Given some finite set $V\subset\zz$, a configuration
$\ssb=\{\ssb(j),j\in\zz-V\}$ outside $V$, a Hamiltonian
function $\Cal H(\sigma))$ and a free measure
$P(\,dx)$ on $K$, we define the Gibbs measure in volume $V$
with respect to the external field $\ssb$ at temperature $T$
as the probability measure
$\mu_{V,T}(\,\cdot\, |\ssb)$
on $K^V$  given by the formula
$$
\mu_{V,T}(\sigma\in A|\ssb)=\frac1{Z(V,T,\ssb)}\int_A\exp
\biggl\{- \frac1T\Cal H_V(\sigma|\ssb)\biggr\}
\prod_{j\in V} P(\,d\sigma(j)), \tag D4
$$
where $A\in K^V$ is an arbitrary measurable set,
$\sigma=\{\sigma(j),j\in V\}$
and
$Z(V,T,\ssb)$ is an appropriate norming constant, provided
that the above expression is meaningful.
Now we formulate the following
 
 \proclaim{Definition of Gibbs
states}\it A probability measure $\mb$ is a Gibbs state with
Hamiltonian function $\Cal H$  and free measure $P$ at
temperature $T$ if a $\mb$ distributed random field  $\sigma
(j),\;j\in\zz$ satisfies the following relation: For any
finite set $V$ and measurable set $A\subset K^V$ the
conditional probability of the event $\sigma\in A$, \
$\sigma=\{\sigma(j),
j\in V\}$ with respect to the condition $ \{\sigma(j)=\ssb,\;
j\in
\zz-V\}$ with a configuration $\ssb=\{\ssb(j),\,j\in \zz-V\}$
equals to
$$
\mb (\sigma\in A\,|\,\{\sigma(j),\,j\in \zz-V\}=\ssb)=
\mu_{V,T}(A\,|\,\ssb)
$$
with $\mb$ probability one, where $\mu_{V,T}$ is defined in
(D4).\endproclaim
 
The question arises whether Gibbs states on $K^{\zz}$ exist,
and whether they are unique. A natural way to construct Gibbs
states is to carry out the following procedure. Choose an
increasing family of sets $V_n\subset\zz$, \ $\cup V_n=\zz$,
fix a configuration $\ssb=\ssb^{(n)}=
\{\ssb(j),\,j\in \zz-V_n\}$ for each $V_n$, and consider the
measures $\mu_{V_n,T}(\,\cdot\,|\ssb)$ defined in (D4).
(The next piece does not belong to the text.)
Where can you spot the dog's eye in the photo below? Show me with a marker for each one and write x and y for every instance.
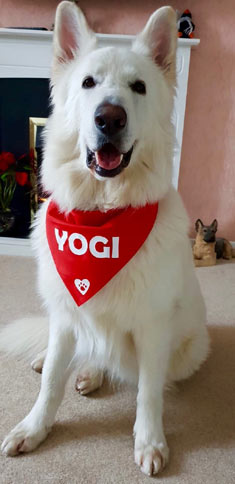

Prove that under some mild restrictions there is a convergent
subsequence of this sequence, and the limit of this
subsequence is a Gibbs state. The problem about the
uniqueness of Gibbs states is closely related to the question
whether, in dependence of the choice of the external
configuration $\ssb^{(n)}$, different limits can appear in
the above construction. A slightly different, and often useful
approach is to choose a sequence $h_n\in R^n$, $h_n\to 0$,
and try to construct Gibbs states as the limit of a sequence
of measures of the form  $\mu_{V_n,T}^{h_n}$, where we define
the probability measure  $\mu_{V,T}^h$ as
$$
\mu_{V,T}^h(A)=
\frac1{Z(V,T,h)}  \int_A\exp
\biggl\{ -\frac1T\biggl(\sum_{i\in V}\sum_{j\in
V}U(i,j)x_ix_j-h\sum_{i\in V}x_i\biggr)\biggr\}
\prod_{i\in V}P(dx_i)\,.\tag D5
$$
 
If $K$ is a compact subset of $R^p$ then standard results in
probability theory imply the compactness of the measures
$\mu_{V_n,T}(\,\cdot\,|\ssb)$ or of $\mu_{V_n,T}^{h_n}$ in
weak topology, i.e. the existence of a convergent subsequence in
this topology. (See e.g. [3].) Nevertheless, there are many
interesting models, where the set $K$ is non-compact (e.g.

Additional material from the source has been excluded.